Letisha Smith – winner of the 2018 Award for Statistical Excellence in Early-Career Writing – started the year with the resolve to eat smarter, with less food and less money going to waste. She turned to machine learning to help streamline her meal plans.

EDITOR’S NOTE Letisha Smith’s award-winning article was originally published in the October 2018 issue of Significance. We are republishing her article online as we prepare to launch our 2019 writing competition. Details of this year’s contest will be published here in early February. In the meantime, check out the full list of published articles from past winners and finalists. 


As the New Year commenced, I resolved – along with many other Americans – to adopt healthier eating habits. But after checking out a few fad diets and nutrition guidelines, I noticed a common flaw in most meal plans. Daily menus have their own set of ingredients that are rarely reused. It’s as if each meal was planned in a silo, without much consideration of ingredients left over from other dishes.

If one chose to follow most meal guides, dietary goals would be met at the expense of a refrigerator full of unused ingredients – most of which would likely end up in the garbage. Indeed, it is estimated that one-third of food produced for human consumption is trashed before reaching our plates.

Food waste can be reduced at the consumer level through planning multiple meals that share similar ingredients, and this has traditionally been achieved by finding recipes that use leftover ingredients. However, this approach is reactive, not proactive. I wondered: is there an easier way to find recipes that share ingredients without pre-specifying the leftovers? Could machine learning be used to maximise the number of meals made with a minimal amount of ingredients?

Recipe for success

Data analysis is like the human diet: if you put garbage in, you get garbage out. So before identifying recipes with similar ingredients, I needed to ensure that the recipes I selected were of good quality. My first step was to consult Allrecipes.com, which ranks as the internet’s most popular recipe site, according to internet research firm Alexa. Unlike other sites where recipes are curated by editors and celebrity chefs, the content on Allrecipes.com is generated and reviewed by its users.

As of May 2018, the site’s main meals section contained over 14 000 recipes. I extracted these recipes using the rvest package in R, which makes it easy to download and manipulate HTML and XML content. Main meals, on average, had 92 reviews and scored 4 out of 5 stars, so to narrow my selection to the very best-rated recipes, I analysed only those with a mean of at least 4.5 stars. Furthermore, to ensure that scores were stable, the final data set included only recipes with at least 132 reviews, a criterion met by the top 15% of dishes. These qualifications narrowed the analysis to 909 recipes.

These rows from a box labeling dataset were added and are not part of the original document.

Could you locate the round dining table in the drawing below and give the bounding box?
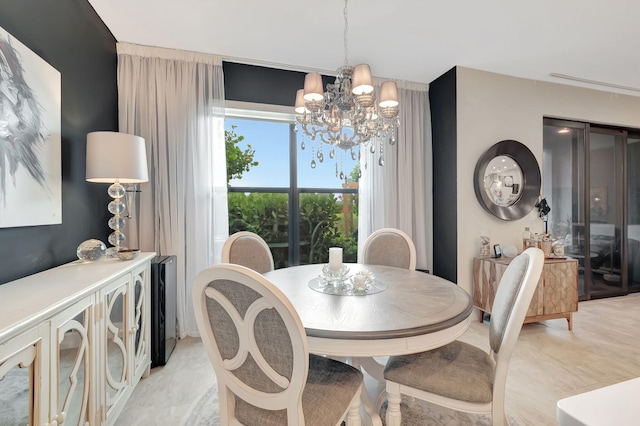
[264,264,473,425]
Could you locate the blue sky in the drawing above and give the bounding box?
[224,117,356,188]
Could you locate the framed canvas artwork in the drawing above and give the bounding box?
[0,28,62,228]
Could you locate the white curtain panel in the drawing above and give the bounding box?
[358,79,433,270]
[117,43,229,338]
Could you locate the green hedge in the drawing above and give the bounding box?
[228,192,358,268]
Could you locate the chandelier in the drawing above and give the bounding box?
[294,0,399,181]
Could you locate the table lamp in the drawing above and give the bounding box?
[86,132,149,256]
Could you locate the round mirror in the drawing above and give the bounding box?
[474,140,541,220]
[484,155,522,207]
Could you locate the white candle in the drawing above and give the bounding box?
[329,247,342,272]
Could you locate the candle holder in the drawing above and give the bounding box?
[320,264,349,287]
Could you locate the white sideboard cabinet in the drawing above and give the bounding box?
[0,253,155,426]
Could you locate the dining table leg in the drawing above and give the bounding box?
[351,357,386,426]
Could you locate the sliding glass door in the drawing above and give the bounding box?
[542,120,588,300]
[587,127,627,298]
[626,132,640,292]
[542,119,640,300]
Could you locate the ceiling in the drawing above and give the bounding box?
[89,0,640,96]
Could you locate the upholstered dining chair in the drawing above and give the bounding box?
[360,228,416,270]
[384,248,544,426]
[192,264,363,426]
[222,231,274,274]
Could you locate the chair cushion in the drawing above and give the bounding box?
[236,354,362,426]
[384,341,495,404]
[363,232,411,269]
[489,254,531,353]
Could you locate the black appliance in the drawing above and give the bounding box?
[151,256,178,368]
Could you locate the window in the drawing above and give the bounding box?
[225,108,358,268]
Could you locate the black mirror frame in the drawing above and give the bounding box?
[473,140,541,220]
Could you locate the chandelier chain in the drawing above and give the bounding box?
[295,0,400,176]
[344,0,349,66]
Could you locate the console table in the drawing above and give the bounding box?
[473,257,578,330]
[0,253,155,426]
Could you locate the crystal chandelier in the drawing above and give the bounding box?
[295,0,399,181]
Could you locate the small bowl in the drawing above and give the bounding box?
[116,249,140,260]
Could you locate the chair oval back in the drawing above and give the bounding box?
[222,231,274,274]
[489,248,544,354]
[360,228,416,270]
[193,264,309,424]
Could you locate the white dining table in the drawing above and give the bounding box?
[264,264,473,425]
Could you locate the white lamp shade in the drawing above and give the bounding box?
[351,64,373,95]
[294,89,308,114]
[380,81,398,108]
[86,132,149,183]
[304,73,324,102]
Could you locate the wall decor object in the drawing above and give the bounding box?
[473,140,541,220]
[0,28,62,228]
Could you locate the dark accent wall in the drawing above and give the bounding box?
[429,67,458,282]
[222,62,335,107]
[0,0,118,285]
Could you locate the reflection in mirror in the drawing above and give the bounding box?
[0,362,33,425]
[58,313,90,425]
[105,287,128,409]
[484,155,522,207]
[473,140,541,220]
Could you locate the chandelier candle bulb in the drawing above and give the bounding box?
[295,89,309,114]
[380,81,398,108]
[304,73,324,102]
[351,64,373,95]
[329,247,342,272]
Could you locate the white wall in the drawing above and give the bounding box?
[452,67,640,292]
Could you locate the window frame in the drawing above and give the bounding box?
[224,101,358,266]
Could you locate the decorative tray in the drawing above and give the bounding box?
[309,265,387,296]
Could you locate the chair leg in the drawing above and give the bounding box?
[385,382,402,426]
[346,386,362,426]
[491,402,509,426]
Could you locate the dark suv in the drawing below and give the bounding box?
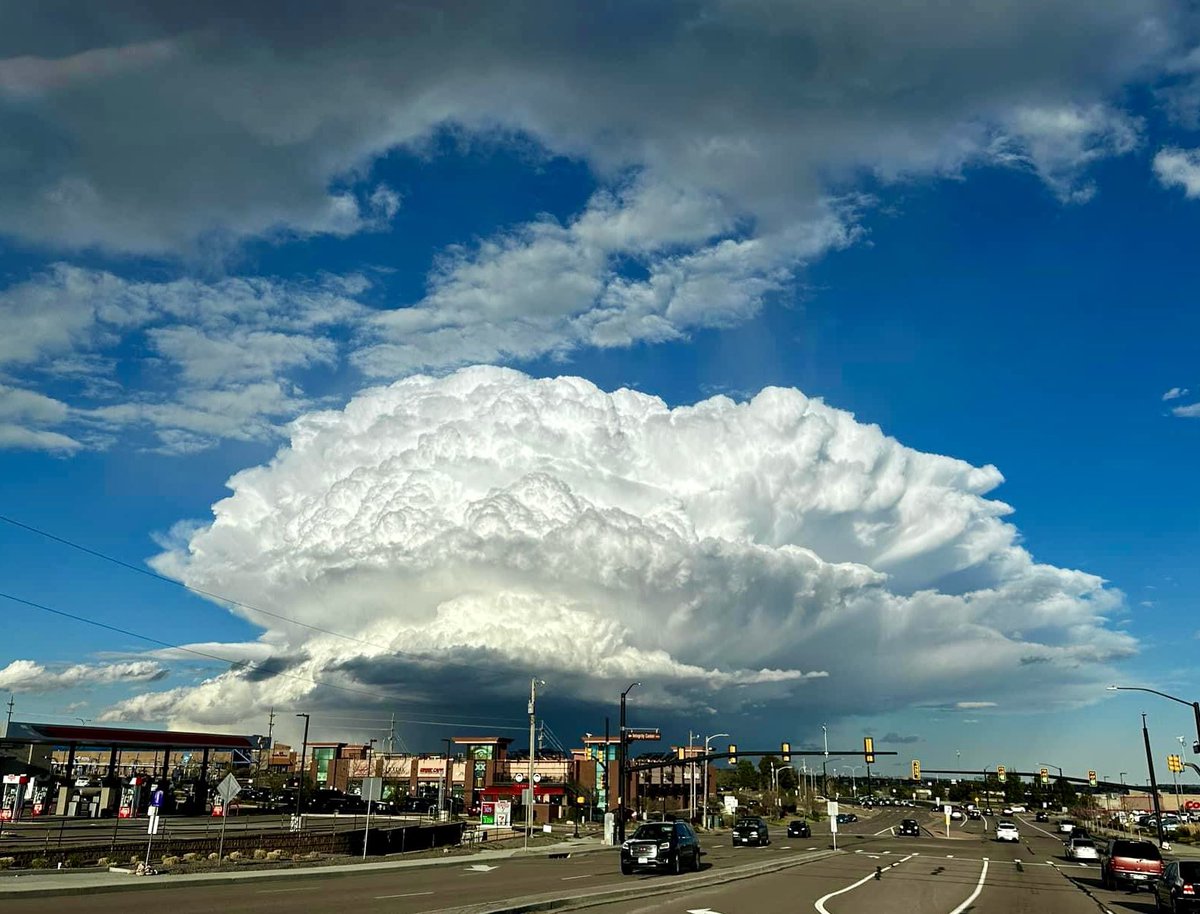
[733,816,770,847]
[620,822,703,876]
[1154,860,1200,912]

Text prep: slicing and dicing

Weaning toddlers quickly learn that food must be chewed before it is swallowed. Similarly, my list of ingredients from each recipe needed to be “byte sized” before algorithmic digestion. For computers, simple text comprehension ignores tone or syntax, and translation occurs through calculation. Words in a text document are tallied, and topics can be deciphered by word frequency. Summarizing by word counts easily communicates the topic of a text when the following are removed:

  • punctuation and numbers;
  • stop words – such as “be”, “can”, and “the” – that are commonly used in communication regardless of context; and
  • suffixes – “-ed”, “-ing”, and “-es” – so that words sharing the same root appear identical.

This approach treats text as a bag of words, and it works well with narrative text. However, recipes are instructional and require a tweaking of the above steps for best results.

As humans, it is easy to look at recipe ingredients presented as either “1 ear corn on the cob, unhusked” or “2 eight-ounce bags of frozen corn” and know that the food to buy is corn. All the other words can therefore be categorized as stop words that should be removed. However, with over 900 recipes, sifting through ingredients to build a list of words to remove would be too time-consuming at best. At worst, subjectively editing the data could bias the analysis.

Therefore, after careful consideration, I changed my approach from eliminating superfluous text to retaining words representative of foods. All I needed was a list of food words to compare to recipe ingredients. Then a spreadsheet could be created where each row represented a recipe, and each column was a distinct food from the food list. If a food from the list was found in a recipe, a 1 would populate under the respective food column. Zeros would be placed in columns where the food was not a recipe ingredient. With this approach, detecting foods and removing non-essential words could seamlessly occur in one step.

Fortunately, I gained access to a proprietary list containing several thousand food words, which made it easy to extract the key information from each list of ingredients. The food list was comprehensive and contained not only different spellings of words like “lasagna” and “lasagne”, but also proper nouns like “Golden Delicious apple” and “Granny Smith apple”. Having columns for general and proper nouns is useful because if a recipe specifically uses a “Gala apple” then a 1 goes in the “Gala apple” column in addition to the general apple column. The 1s under each column make it easier to identify recipes that share general and specific ingredients.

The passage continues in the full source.